As was Shimara Callahan who said, “ the shelter is for men women and children with no where to go. I’m homeless, this is where I have to go.” According to the owner of the Danhauser flower shop next door to the shelter, William ‘Bill’ Gray, there are already 66 families living in the former motel. Gray and his wife of 65 years Gladys expressed many concerns for their safety. “I feel like I’m in ‘Nazi-land’ because I’m afraid to say anything,” Gladys said “The community is fighting this. We’re afraid…I hope they don’t retaliate.”
The couple was given a phone number by the one security guard in charge of monitoring the entire hotel, should they need to call in an incident. So far it’s been small things like rocks being thrown by teens living at the shelter and shattering the windows to the small house they rent out next door to their shop.
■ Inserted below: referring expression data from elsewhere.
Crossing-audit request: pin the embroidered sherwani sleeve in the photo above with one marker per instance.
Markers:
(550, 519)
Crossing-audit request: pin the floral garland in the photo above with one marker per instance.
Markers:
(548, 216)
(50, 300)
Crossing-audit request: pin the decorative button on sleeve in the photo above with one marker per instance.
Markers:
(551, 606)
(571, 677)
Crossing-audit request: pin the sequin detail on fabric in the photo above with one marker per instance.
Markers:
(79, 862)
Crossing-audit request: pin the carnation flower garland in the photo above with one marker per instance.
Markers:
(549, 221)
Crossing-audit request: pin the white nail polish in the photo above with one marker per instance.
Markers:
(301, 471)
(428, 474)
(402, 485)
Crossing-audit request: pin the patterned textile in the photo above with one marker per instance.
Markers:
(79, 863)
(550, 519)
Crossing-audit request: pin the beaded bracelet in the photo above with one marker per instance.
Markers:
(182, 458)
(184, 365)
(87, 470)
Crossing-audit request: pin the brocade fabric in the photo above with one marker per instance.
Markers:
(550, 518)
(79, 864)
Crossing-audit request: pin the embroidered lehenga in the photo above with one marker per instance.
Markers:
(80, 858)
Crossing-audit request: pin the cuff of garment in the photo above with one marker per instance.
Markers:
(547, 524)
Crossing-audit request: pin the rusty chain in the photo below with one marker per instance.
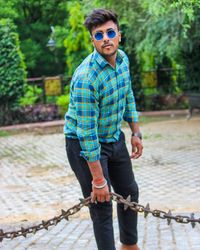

Or the little ones who accidentally kick balls onto the property because they’ve no where else to play but the parking lot. And the noise complaints from the parties that go on from the parking lot of the shelter on weekends. But also something more damaging. The detriment to their business which has been in operation, through generations since 1889.
“People are afraid to come in. I don’t know if it’s physiological or what. But were doing less business,” said Mrs.Gray. The Gray’s expressed a fear that conditions for the business and community could only grow worse if future plans for the shelter are realized. “They’re talking about expanding the hotel to have a recreation center. They’re voting on it in December or January,” said Mr.Gray. The recreation center would be much needed by the residents of the Westway Motel. As there is virtually nothing near to the shelter at present except the Grand Central Parkway running parallel to the boulevard and residential property of single family homes. No groceries stores, schools, or parks for the many children that live at the shelter to play in.
For the families in need who utilize the shelter, The Westway Motel is a place to lay their heads. But for business owners like the Gray’s and other residents of the neighborhood who vehemently protested the shelter earlier this year, the conversion of the hotel is nothing but bad news. The Department of Homeless Services could not be reached for comment on the matter. Until further resolution can be made about the shelter, those opposed to it like Glady’s Gray are left to question, “Do you really think that the media could make a difference?” the answer to this remains unclear.